Sidney Mason owned several Lane paintings, including one of his former San Juan estate that he commissioned Lane to paint c.1850.

– Stephanie Buck (2015)

(1) Cassie Mason (Meyers) James, Biographical Sketches of the Bailey-Myers-Mason Families (Library of Congress, 1908), 48.

(2) Gloucester City Archives: Letters to City Council for July 15, 1913, #230.

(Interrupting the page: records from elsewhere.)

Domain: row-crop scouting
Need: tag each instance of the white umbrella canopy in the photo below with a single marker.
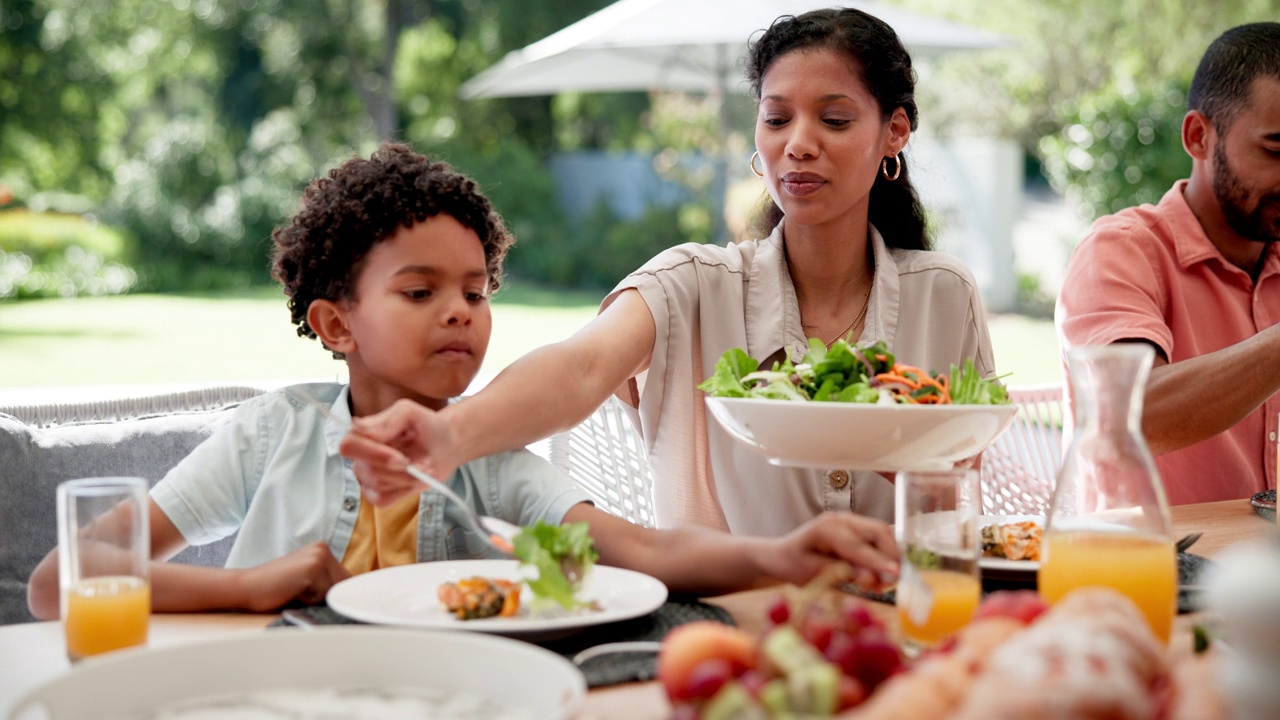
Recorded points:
(682, 45)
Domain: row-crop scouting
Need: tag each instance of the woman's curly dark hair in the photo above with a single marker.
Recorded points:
(319, 254)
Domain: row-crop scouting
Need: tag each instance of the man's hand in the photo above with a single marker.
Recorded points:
(306, 574)
(865, 543)
(383, 446)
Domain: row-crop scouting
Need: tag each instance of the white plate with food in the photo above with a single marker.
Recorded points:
(856, 436)
(1010, 546)
(339, 671)
(408, 596)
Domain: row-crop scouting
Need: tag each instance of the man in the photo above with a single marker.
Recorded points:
(1198, 278)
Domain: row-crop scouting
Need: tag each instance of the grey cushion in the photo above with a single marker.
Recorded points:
(33, 460)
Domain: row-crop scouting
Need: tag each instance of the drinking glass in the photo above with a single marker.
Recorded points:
(937, 529)
(1109, 522)
(104, 547)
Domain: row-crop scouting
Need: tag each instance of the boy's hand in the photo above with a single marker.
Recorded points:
(306, 574)
(383, 445)
(865, 543)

Related tables: Brick Houses / Gloucester House Hotel »  //  Mason, John »  //  Pavilion Hotel »

publication
1863 Gloucester Telegraph 12.23.1863
12.23.1863
Newspaper
Gloucester Telegraph

"The Cape Ann Sanitary Fair: [Held Tues–Fri in the Pavilion Hotel by favor of the owner Sidney Mason of New York] In another part of the Hall hangs a fine picture, the generous gift of our own Artist, Mr. Lane. The Subject is "Coffin's Beach," as seen from the "Loaf." This is the most costly article on sale in the rooms, and is valued at $100. It will be disposed of by tickets of $1 each."

publication
1863 Gloucester Telegraph 12.26.1863
12.26.1863
Newsprint
Gloucester Telegraph
Cape Ann Museum Library & Archive

At a Sanitary Fair held at the Pavilion "obtained through the favor and generosity of the owner, Mr. SIDNEY MASON, of New York, and to whom many thanks are due."  "... hangs a fine picture, the generous gift of our own Artist, Mr. Lane.  The Subject is "Coffin's Beach," as seen from the "Loaf."  This is the most costly article on sale in the rooms, and is valued at $100. It will be disposed of by tickets $1 each."

Two paintings by Lane, Little Good Harbor Beach and View from the Loaf were on sale at the Fair.